In the movie, Finkle is the former kicker for the Miami Dolphins. He misses the winning field goal in the closing seconds of Super Bowl XVII and blames the holder, and quarterback, Dan Marino for not facing the laces OUT during the kick. He becomes a wreck and is put in an institution. Years later, he takes the name Lois Einhorn, gets a sex change and becomes the head detective of the city. Ace Ventura (Jim Carrey), who was originally hired to find the kidnapped dolphin mascot, pieces together the puzzle and busts him (or her), just in time to save both the dolphin and Marino in time for the Superbowl.

So how much of this movie is true?

They mention the “Kick Heard ‘Round The World” in the movie, and it’s authentic. The clip was actually Uwe von Schamann’s (one of the league’s best kicker at the time) missed field goal in Super Bowl XVII. However, the whole idea for having Finkle screw up on a field goal was based on Buffalo Bills’ kicker Scott Norwood, who missed a field goal in Super Bowl XXV. In reality, the Dolphins did play in Super Bowl XVII and they did lose to the Washington Redskins.

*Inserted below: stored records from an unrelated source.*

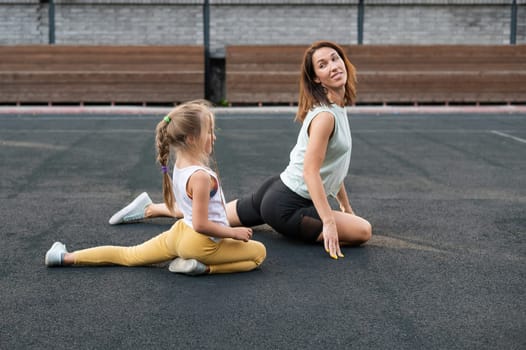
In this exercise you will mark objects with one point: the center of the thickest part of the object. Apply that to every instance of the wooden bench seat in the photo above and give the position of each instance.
(387, 73)
(101, 74)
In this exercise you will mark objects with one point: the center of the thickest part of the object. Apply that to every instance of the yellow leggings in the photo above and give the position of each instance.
(227, 255)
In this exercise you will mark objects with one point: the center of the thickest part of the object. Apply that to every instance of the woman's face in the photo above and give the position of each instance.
(329, 68)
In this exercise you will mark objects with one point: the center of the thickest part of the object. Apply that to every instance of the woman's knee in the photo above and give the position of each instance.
(260, 252)
(366, 231)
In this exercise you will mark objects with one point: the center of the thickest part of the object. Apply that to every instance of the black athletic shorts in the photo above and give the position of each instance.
(285, 211)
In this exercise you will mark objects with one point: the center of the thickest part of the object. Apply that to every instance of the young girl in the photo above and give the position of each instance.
(202, 242)
(295, 203)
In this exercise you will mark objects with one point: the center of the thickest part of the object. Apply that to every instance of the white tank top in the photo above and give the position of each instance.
(216, 206)
(337, 157)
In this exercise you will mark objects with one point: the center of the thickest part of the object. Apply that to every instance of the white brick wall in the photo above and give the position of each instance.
(180, 22)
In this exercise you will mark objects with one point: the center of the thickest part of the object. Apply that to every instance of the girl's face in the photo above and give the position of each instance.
(329, 68)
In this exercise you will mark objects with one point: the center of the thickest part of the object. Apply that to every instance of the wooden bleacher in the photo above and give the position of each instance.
(387, 74)
(101, 74)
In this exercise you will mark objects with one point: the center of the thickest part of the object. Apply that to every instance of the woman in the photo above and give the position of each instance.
(295, 203)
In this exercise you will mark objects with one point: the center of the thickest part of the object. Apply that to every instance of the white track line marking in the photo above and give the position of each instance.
(508, 136)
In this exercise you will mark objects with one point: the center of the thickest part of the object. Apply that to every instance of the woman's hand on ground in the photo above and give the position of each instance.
(242, 233)
(330, 241)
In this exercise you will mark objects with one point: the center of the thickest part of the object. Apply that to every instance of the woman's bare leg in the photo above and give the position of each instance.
(231, 213)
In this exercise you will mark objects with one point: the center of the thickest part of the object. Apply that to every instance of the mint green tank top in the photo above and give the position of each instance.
(335, 167)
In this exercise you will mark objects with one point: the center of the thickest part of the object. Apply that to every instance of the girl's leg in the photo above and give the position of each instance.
(226, 256)
(155, 210)
(158, 249)
(141, 208)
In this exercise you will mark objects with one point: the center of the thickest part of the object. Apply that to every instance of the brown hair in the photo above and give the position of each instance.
(188, 119)
(311, 93)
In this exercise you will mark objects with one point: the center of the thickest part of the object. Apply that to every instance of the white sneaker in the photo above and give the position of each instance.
(187, 266)
(55, 255)
(133, 211)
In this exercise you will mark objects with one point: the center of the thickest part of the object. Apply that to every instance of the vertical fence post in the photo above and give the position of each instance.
(51, 20)
(513, 23)
(206, 42)
(360, 21)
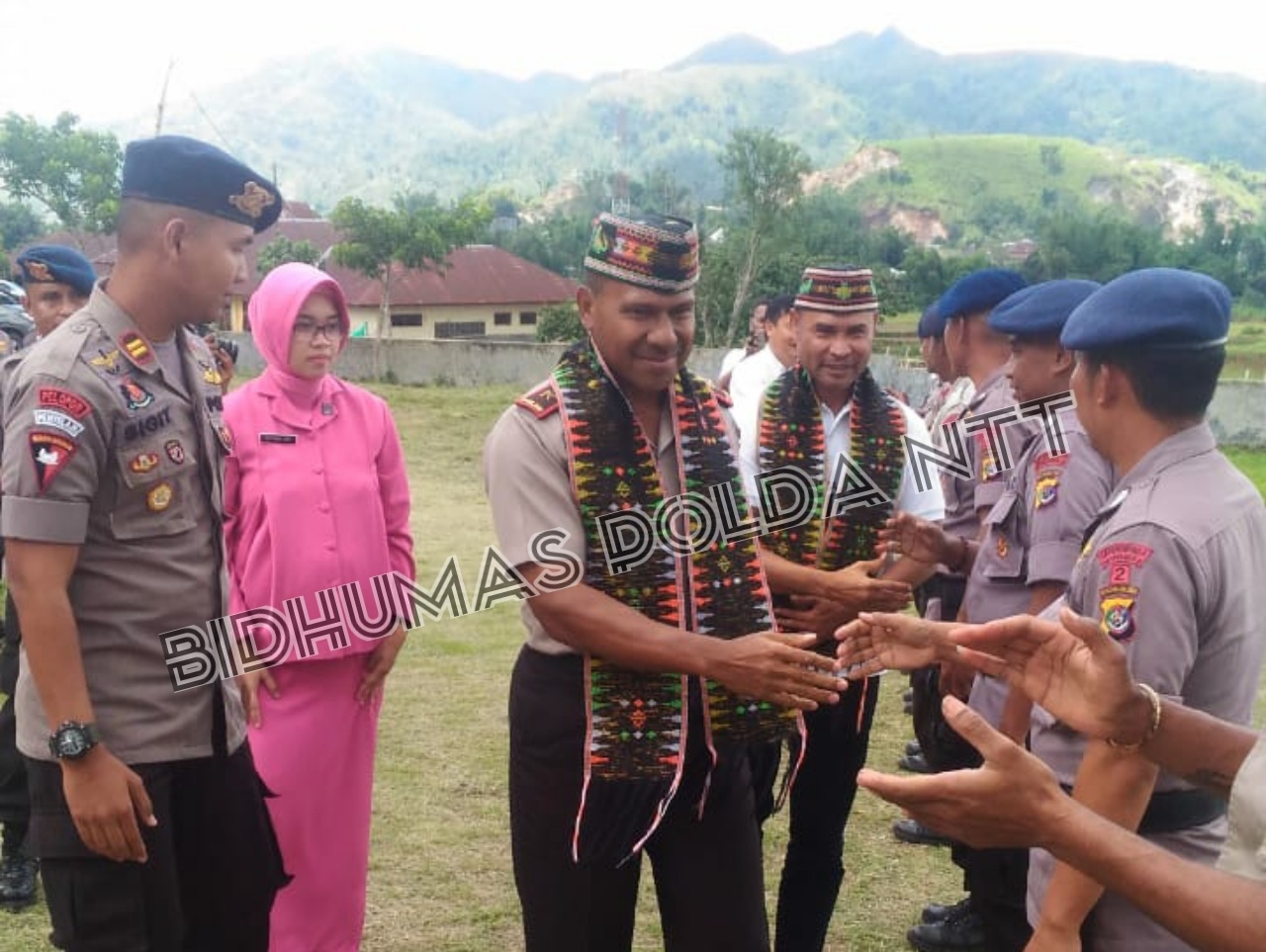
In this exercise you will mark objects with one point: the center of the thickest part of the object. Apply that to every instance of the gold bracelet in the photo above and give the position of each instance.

The difference though is this: The game was not decided on the final field goal kick, as the Redskins won by ten points. Also, David Woodley was the Dolphins’ quarterback in that game, not Marino, who was later drafted as Woodley’s replacement.

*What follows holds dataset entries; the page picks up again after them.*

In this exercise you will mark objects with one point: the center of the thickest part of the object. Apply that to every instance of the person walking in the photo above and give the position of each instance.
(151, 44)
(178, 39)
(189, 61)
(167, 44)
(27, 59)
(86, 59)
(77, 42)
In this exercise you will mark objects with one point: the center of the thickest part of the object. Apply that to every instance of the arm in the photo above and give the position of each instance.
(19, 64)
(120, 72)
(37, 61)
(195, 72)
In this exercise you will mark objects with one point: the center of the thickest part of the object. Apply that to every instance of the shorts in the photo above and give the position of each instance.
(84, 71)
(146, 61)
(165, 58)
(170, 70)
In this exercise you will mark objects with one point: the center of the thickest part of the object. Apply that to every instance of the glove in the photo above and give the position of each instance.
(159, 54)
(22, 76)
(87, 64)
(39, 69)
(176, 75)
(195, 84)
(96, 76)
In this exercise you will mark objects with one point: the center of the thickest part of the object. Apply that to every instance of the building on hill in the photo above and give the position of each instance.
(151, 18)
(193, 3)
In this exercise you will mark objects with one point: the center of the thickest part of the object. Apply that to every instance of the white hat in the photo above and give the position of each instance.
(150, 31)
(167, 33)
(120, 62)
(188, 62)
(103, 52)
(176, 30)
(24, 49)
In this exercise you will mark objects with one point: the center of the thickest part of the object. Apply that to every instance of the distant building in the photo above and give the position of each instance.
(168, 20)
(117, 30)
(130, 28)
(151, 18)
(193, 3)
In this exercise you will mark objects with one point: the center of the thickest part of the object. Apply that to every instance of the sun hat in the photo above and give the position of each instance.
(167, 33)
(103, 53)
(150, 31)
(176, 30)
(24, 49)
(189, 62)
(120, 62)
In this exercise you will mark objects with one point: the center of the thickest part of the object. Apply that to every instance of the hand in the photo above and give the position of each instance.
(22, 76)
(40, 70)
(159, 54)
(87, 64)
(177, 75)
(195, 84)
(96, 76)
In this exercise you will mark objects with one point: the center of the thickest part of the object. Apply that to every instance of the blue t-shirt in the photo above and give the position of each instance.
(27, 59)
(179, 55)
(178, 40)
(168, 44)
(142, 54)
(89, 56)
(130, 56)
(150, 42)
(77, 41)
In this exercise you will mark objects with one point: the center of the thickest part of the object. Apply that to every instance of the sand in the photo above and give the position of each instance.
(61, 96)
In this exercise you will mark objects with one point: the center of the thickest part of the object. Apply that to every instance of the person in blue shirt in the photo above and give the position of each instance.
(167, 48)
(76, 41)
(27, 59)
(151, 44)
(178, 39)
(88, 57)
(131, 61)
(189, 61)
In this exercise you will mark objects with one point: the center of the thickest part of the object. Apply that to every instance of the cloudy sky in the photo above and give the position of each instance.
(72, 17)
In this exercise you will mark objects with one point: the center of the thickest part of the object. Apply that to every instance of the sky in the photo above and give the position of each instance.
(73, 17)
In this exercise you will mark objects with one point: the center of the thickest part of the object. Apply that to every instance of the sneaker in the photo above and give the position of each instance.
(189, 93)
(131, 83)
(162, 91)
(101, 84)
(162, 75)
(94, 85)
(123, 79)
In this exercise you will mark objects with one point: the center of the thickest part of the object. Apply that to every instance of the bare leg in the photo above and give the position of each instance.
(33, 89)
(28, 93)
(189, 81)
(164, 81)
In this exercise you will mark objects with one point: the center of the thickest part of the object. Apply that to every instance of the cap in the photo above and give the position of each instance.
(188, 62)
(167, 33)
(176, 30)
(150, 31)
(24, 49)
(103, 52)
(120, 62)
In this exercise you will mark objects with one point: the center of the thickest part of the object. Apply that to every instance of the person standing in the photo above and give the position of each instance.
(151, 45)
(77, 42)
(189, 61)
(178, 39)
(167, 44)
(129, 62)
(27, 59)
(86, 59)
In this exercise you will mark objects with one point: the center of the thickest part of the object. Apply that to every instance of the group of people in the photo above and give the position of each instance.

Of course, this comedy wasn’t based on real events, but it’s still some good random trivia to know. So next time you watch this movie with your friends, you can look sports smart. Alll-righty then.

Quick Fact of the Day

Eric LindrosRecently, the Florida Panthers came out and stated that the Bertuzzi-Luongo trade was the worst deal in franchise history. No kidding, but what was the worst trade in NHL history?

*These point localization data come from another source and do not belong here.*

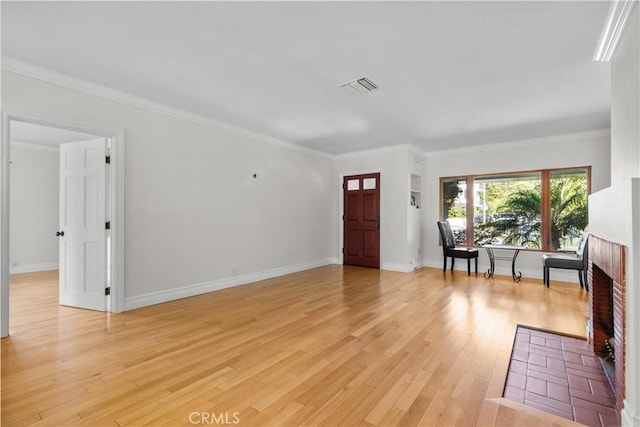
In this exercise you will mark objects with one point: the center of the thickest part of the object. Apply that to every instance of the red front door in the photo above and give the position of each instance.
(362, 220)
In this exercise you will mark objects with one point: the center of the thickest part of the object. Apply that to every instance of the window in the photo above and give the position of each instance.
(544, 209)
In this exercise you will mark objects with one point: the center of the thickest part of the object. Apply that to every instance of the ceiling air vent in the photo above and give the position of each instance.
(360, 86)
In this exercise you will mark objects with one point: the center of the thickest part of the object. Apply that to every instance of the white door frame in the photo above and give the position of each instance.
(117, 206)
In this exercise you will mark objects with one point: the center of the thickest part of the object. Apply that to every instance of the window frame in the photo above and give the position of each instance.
(545, 189)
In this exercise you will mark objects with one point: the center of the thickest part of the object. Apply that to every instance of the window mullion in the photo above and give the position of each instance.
(545, 215)
(470, 210)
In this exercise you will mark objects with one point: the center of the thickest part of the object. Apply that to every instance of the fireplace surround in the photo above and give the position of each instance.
(607, 307)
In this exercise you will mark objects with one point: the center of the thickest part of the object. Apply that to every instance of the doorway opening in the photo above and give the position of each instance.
(32, 218)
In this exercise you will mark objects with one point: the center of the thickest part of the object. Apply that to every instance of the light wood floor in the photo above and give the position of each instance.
(329, 346)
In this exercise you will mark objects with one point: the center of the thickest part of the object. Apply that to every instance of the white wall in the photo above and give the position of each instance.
(567, 151)
(616, 210)
(392, 163)
(196, 219)
(34, 208)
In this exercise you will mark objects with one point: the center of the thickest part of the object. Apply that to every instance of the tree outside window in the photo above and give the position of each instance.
(509, 208)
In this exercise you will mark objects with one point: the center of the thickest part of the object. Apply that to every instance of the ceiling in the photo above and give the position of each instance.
(450, 74)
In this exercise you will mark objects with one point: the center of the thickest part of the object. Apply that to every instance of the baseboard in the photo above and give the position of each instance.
(160, 297)
(33, 268)
(402, 268)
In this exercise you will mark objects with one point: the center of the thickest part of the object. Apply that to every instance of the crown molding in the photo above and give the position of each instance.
(44, 74)
(613, 28)
(388, 149)
(520, 143)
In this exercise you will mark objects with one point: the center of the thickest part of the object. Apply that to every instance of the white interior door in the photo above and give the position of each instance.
(82, 233)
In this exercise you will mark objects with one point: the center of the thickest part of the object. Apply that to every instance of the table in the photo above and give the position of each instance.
(492, 259)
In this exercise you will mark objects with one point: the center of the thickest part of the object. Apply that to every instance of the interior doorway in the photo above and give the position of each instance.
(28, 135)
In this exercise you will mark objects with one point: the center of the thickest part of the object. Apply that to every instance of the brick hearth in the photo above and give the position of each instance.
(607, 316)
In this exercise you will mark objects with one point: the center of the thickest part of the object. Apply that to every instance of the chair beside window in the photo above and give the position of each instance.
(450, 250)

How about one that included the ‘next’ great hockey player? The Quebec Nordiques traded away first overall draft pick Eric Lindros to the Philadelphia Flyers. This deal was a big part in helping the later-known Colorado Avalanche capture two Stanley Cups.

Here’s what the Nordiques got in return for the under-achieving hyped forward: Peter Forsberg, Ron Hextall, Chris Simon, Mike Ricci, Kerry Huffman, Steve Duchesne, a 1st round pick, which turned out to be Jocelyn Thibault in 1993, a 1st round selection, which was later traded to the Toronto Maple Leafs, later traded to the Washington Capitals, and it became Nolan Baumgartner, in 1994, and also $15,000,000.

Yes, all that for Eric Lindros.

If that wasn’t enough, an earlier deal between Quebec and the New York Rangers was rejected by an arbitrator. Lucky for NY because they would have been ripped off. Here was their offer: Doug Weight, Tony Amonte, Alexei Kovalev, John Vanbiesbrouck and three first round draft picks in 1993, 1994 and 1995 for Lindros.

Oh how we laugh now.

Quick Fact of the Day

Ever wondered where fantasy football came from?

In 1963 the first league, the Greater Oakland Professional Pigskin Prognosticators League, included mainly people involved with the Oakland Raiders and the Oakland Tribune newspaper. Bill Winkenbach, Bill Tunnell, Scotty Stirling, George Ross, and Philip Carmona are credited with forming said league while on an eastern road-trip with the Raiders.

In 1968 a fantasy GM from that league named Andrew Mousalimas opened a sports bar in Oakland called Kings X and began holding annual fantasy drafts there (the Kings X Draft). The league grew steadily into the mid seventies and spread across the United States faster than one would expect in an age with no internet.

Today we know fantasy football in a variety of forms.

Whether it be your online league with one of the many .com’s or your office pool that contributes significantly to water-cooler talk, if you’re reading this there’s a good chance you have a team (or you’re my family member and you pity me).

Next time you win your league don’t thank Frank Gore or Willis McGahee, instead think of the people who made it possible for you to hold fantasy football supremacy over your peers.

Quick Fact of the Day

Mike Ditka is the only person in NFL history to be drafted in the first round, and win the Super Bowl as a player, assistant coach and a head coach.